Sangyoon Lee is a computer scientist and media artist interested in computer graphics, visualization, games, physical computing, and virtual reality. His recent research focuses on virtual humans to design and develop a lifelike computer interface by digitizing a real person’s figure and nature, including personality and mannerisms. Lee received his BS and MS degree in Architecture from Yonsei University, Seoul, Korea, MFA from the School of Art and Design at the University of Illinois at Chicago (UIC), and a Ph.D. degree in Electronic Visualization Laboratory, Computer Science at UIC.

Morgan Green

organ Green is a Chicago-based artist, writer, and engineer. Their work explores the rich ironies in tech and text, which they imagine as nested systems animated by suppressed queerness. Green’s work occupies public institutions, including the Special Collections at Amherst College and the Riverside Public Library. She currently teaches creative computation at the University of Illinois, Chicago. Her contribution to The Critical Coding Cookbook: Intersectional Feminist Approaches to Teaching and Learning was published this past summer.

Michael Hoffman

Michael Hofmann is an artist and filmmaker working collaboratively with artificial intelligence at the intersection of media, infrastructure, ecosystems, and society. Hofmann’s creative research delves into emerging technologies such as machine learning and software-enabling objects which transform the landscape of personal reality. Data, property, and distributed networks provide the terrain for creative exploration. Previous experiences in information management and software systems administration influence ongoing filmmaking and studio art practices.

Aly Ogasian

Aly Ogasian is a Los Angeles based artist and educator.

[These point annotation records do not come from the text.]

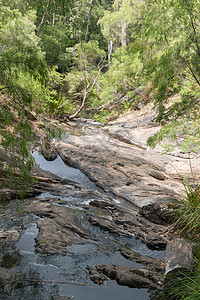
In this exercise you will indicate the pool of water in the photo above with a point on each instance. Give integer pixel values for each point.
(44, 276)
(59, 168)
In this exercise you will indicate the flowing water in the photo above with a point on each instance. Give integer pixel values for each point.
(45, 276)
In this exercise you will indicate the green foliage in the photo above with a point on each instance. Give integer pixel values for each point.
(20, 53)
(22, 66)
(185, 286)
(187, 212)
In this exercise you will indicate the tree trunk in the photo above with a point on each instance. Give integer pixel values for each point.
(43, 19)
(123, 36)
(88, 21)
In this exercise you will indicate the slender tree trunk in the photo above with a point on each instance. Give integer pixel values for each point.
(110, 46)
(123, 36)
(88, 21)
(43, 18)
(87, 91)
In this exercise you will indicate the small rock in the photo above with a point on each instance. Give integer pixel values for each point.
(179, 257)
(95, 276)
(156, 175)
(7, 279)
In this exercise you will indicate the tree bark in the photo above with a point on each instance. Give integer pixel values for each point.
(43, 18)
(88, 21)
(86, 92)
(123, 36)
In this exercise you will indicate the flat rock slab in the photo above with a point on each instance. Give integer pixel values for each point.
(60, 228)
(126, 222)
(135, 278)
(125, 170)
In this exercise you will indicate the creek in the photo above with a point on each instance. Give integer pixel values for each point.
(57, 276)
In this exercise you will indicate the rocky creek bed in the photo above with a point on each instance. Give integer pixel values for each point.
(99, 234)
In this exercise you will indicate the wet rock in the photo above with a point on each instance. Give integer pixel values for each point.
(157, 175)
(179, 257)
(127, 222)
(96, 277)
(125, 169)
(159, 213)
(57, 297)
(8, 236)
(135, 278)
(60, 228)
(49, 152)
(7, 280)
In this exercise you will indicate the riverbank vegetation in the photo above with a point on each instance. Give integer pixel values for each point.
(101, 58)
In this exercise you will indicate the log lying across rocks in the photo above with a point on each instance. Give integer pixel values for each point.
(179, 258)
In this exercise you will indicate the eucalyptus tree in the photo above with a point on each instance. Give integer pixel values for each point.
(22, 64)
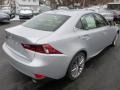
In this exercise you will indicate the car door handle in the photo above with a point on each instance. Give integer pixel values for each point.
(85, 37)
(105, 32)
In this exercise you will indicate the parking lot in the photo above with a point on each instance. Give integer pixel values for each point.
(101, 72)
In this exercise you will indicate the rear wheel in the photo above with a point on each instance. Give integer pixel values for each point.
(76, 66)
(115, 39)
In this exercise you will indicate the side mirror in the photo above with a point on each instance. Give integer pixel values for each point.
(112, 23)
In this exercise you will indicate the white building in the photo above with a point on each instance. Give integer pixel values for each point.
(33, 4)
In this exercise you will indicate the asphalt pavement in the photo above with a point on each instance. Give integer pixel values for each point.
(101, 72)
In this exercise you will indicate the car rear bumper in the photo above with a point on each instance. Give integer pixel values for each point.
(54, 67)
(25, 16)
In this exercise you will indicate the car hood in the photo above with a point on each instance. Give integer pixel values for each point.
(29, 34)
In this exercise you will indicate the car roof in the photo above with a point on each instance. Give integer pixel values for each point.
(70, 12)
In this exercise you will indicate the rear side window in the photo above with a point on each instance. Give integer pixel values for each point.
(88, 22)
(100, 21)
(46, 22)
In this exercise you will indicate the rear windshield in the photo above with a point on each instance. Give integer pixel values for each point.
(46, 22)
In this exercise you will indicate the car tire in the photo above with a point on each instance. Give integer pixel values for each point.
(115, 40)
(76, 66)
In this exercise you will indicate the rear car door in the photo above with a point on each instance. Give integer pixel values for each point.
(89, 34)
(107, 30)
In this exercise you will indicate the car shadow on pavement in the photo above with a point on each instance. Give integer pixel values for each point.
(64, 83)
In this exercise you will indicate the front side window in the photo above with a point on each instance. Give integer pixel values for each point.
(88, 22)
(100, 21)
(46, 22)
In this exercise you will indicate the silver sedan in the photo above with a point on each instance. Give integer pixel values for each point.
(57, 43)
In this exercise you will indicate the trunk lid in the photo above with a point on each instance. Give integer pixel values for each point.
(19, 35)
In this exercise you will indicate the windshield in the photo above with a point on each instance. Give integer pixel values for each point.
(46, 22)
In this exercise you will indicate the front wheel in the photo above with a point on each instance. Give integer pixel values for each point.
(115, 39)
(76, 66)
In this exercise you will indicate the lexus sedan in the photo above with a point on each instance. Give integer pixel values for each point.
(25, 14)
(4, 17)
(56, 44)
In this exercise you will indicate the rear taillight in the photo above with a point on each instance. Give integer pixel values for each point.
(38, 76)
(45, 48)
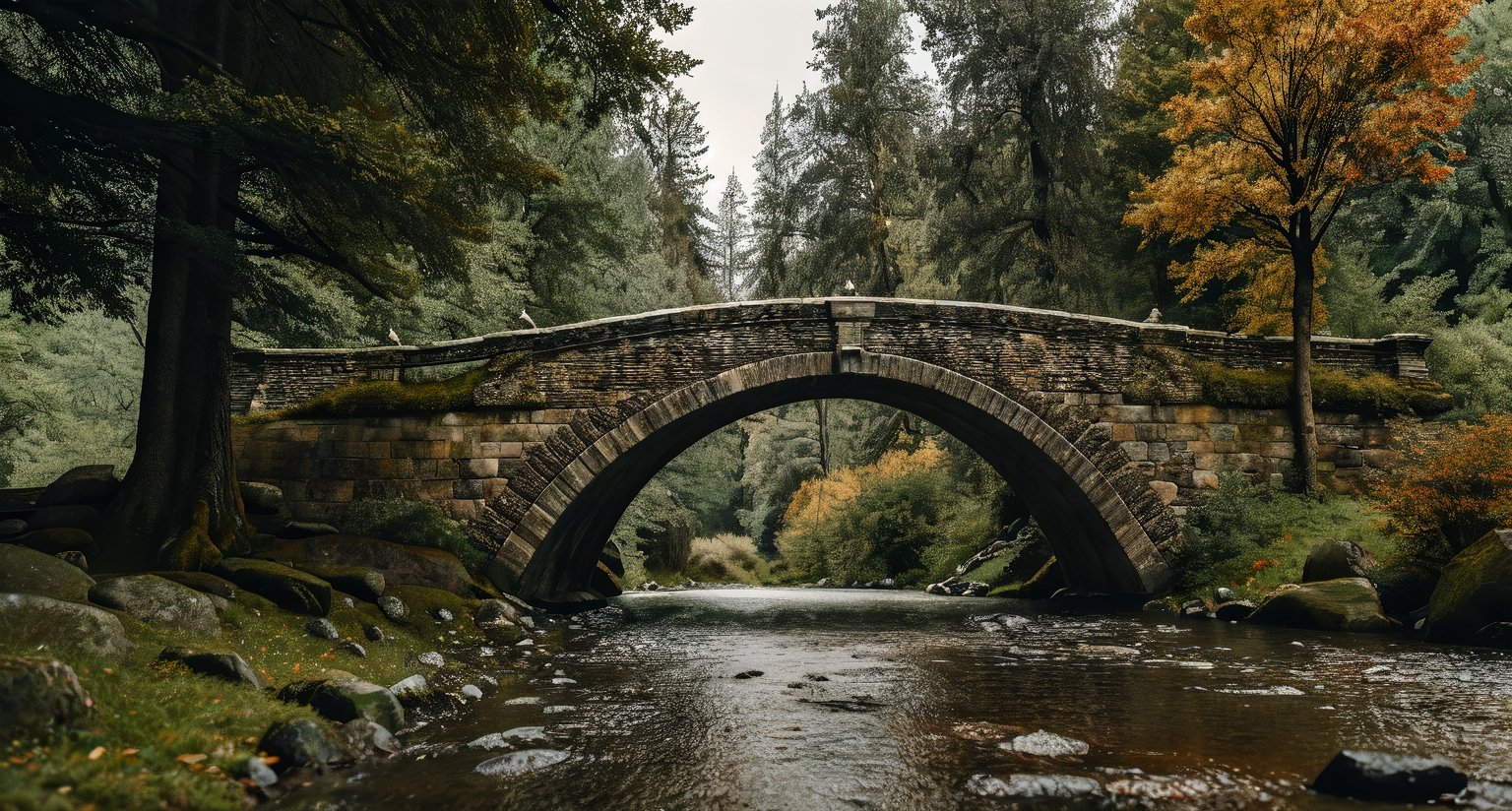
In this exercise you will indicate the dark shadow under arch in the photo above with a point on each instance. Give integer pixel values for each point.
(1097, 537)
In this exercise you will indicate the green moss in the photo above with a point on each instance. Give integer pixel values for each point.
(394, 397)
(1159, 368)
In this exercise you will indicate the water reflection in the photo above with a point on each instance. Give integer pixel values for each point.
(903, 701)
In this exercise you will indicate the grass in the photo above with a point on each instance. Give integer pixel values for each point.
(147, 715)
(1252, 537)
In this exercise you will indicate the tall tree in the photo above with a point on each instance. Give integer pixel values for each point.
(776, 208)
(730, 241)
(674, 144)
(859, 144)
(1296, 103)
(342, 140)
(1024, 85)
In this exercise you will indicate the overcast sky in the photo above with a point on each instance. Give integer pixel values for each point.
(749, 47)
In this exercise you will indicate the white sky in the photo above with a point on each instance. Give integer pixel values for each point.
(749, 47)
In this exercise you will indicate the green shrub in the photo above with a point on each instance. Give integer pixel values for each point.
(413, 523)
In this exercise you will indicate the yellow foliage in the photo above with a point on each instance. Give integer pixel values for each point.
(1296, 103)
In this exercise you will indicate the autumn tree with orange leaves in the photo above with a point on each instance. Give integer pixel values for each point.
(1294, 104)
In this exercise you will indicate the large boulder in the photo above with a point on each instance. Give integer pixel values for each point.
(1475, 591)
(299, 743)
(208, 663)
(87, 484)
(352, 580)
(33, 619)
(62, 515)
(400, 565)
(59, 539)
(159, 601)
(346, 700)
(289, 589)
(31, 572)
(36, 696)
(1390, 778)
(1345, 604)
(1337, 559)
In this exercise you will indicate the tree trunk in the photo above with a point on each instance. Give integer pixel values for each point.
(1303, 425)
(180, 506)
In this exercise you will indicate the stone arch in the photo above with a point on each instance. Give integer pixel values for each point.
(552, 551)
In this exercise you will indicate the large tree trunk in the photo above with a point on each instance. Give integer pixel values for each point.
(1303, 425)
(180, 506)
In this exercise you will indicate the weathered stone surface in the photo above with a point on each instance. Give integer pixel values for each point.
(67, 625)
(225, 666)
(62, 515)
(159, 601)
(59, 539)
(352, 580)
(400, 565)
(286, 588)
(346, 700)
(1391, 778)
(1337, 559)
(1473, 591)
(31, 572)
(87, 484)
(262, 498)
(299, 743)
(1346, 604)
(38, 696)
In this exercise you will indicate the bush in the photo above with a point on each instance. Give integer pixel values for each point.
(413, 523)
(1453, 483)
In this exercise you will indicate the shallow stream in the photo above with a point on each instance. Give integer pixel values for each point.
(900, 700)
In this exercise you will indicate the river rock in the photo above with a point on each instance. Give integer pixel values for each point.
(38, 695)
(346, 700)
(364, 738)
(1337, 559)
(1385, 777)
(35, 619)
(354, 580)
(225, 666)
(1045, 745)
(519, 763)
(1035, 785)
(159, 601)
(31, 572)
(1234, 610)
(1346, 604)
(289, 589)
(299, 743)
(260, 498)
(322, 628)
(394, 608)
(1473, 591)
(59, 539)
(62, 515)
(85, 484)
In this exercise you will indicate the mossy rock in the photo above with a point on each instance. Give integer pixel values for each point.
(1345, 604)
(1473, 591)
(289, 589)
(31, 572)
(354, 580)
(346, 700)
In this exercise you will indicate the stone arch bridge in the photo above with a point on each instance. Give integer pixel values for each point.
(538, 439)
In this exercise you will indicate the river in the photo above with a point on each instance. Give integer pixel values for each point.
(900, 700)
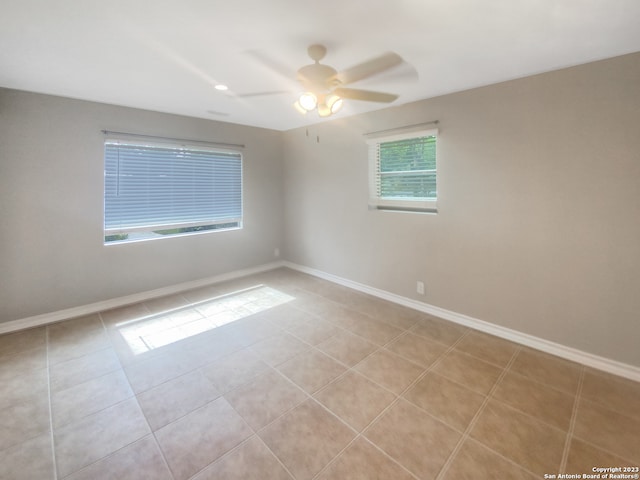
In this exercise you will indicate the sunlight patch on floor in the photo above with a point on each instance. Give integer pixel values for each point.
(163, 329)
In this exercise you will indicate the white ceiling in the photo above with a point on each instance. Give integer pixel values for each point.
(166, 55)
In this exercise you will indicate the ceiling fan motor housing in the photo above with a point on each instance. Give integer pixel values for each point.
(316, 77)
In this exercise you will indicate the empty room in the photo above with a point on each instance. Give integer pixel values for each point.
(319, 240)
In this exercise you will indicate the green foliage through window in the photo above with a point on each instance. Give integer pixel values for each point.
(407, 168)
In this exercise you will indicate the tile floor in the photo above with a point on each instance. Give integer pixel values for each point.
(285, 376)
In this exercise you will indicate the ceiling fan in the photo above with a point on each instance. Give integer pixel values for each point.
(324, 87)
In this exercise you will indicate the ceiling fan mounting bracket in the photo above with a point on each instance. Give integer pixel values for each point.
(317, 52)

She is an Assistant Professor of Art at Scripps College and Core Faculty, Intercollegiate Media Studies at the Claremont Colleges. Her practice is research driven, interdisciplinary and typically site responsive, sparking conversations about everyday life and survival in a rapidly changing environment. Recent projects critique notions of expedition in the 21st century and play with the idea of an island as a metaphor, exploring notions of adaptation and survival, community and individualism, terrestrial and extraterrestrial, nature and technology. Alongside Shona Kitchen, Ogasian was the first artist in residence at Merritt Island National Wildlife Refuge, located inside of NASA’s Kennedy Space Center.